Shaik's stories have appeared in the anthologies: African-American Literature; Streetlights: Illuminating Tales of the Urban Black Experience; Breaking Ice: Contemporary African-American Fiction; and in journals: Killens Review of Arts and Letters; Callaloo; and the Southern Review.

==== Children’s and young adult literature ====
Shaik's books for children include Melitte, a historical novel, which was nominated as one of the Best Books for Young Adults by YALSA (1998) and praised by The Horn Book, School Library Journal, and Kirkus. The Jazz of Our Street was “a compact cultural history” according to Kirkus. On Mardi Gras Day was one of the Best Holiday Books of 1999, according to the Bank Street College of Education.

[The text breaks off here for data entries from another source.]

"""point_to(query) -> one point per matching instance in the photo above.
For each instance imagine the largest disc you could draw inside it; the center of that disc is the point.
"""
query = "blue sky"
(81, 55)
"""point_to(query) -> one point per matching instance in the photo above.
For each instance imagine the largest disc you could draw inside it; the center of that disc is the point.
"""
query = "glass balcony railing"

Shaik is the co-chair of the Children's and Young Adult Book Committee for PEN American Center, and has participated in the PEN World Voices Festival of International Literature.

== Awards and honors ==
Shaik received a fellowship from the National Endowment for the Humanities to study Aesthetics and Popular Culture at the University of Chicago in 1981. As an emerging writer, in the fall of 1989, Shaik was named, along with Rita Dove, David Bradley, Mark Mathabane, and Trey Ellis, as one of five writers under 35 who "...will play a significant role in shaping the future of Afro-American literature in the 21st century,” by the Forsythe County Public Library.

Shaik held a literature residency at the New Orleans Public Schools Africana Studies Program in October 2002. She was a Scholar in Residence at New York University in 2004.

She is a member of the board of trustees for PEN American Center and former board member of the Writers Room in New York City.

In 2021, she received the 22nd annual Louisiana Writer Award from the State Library of Louisiana.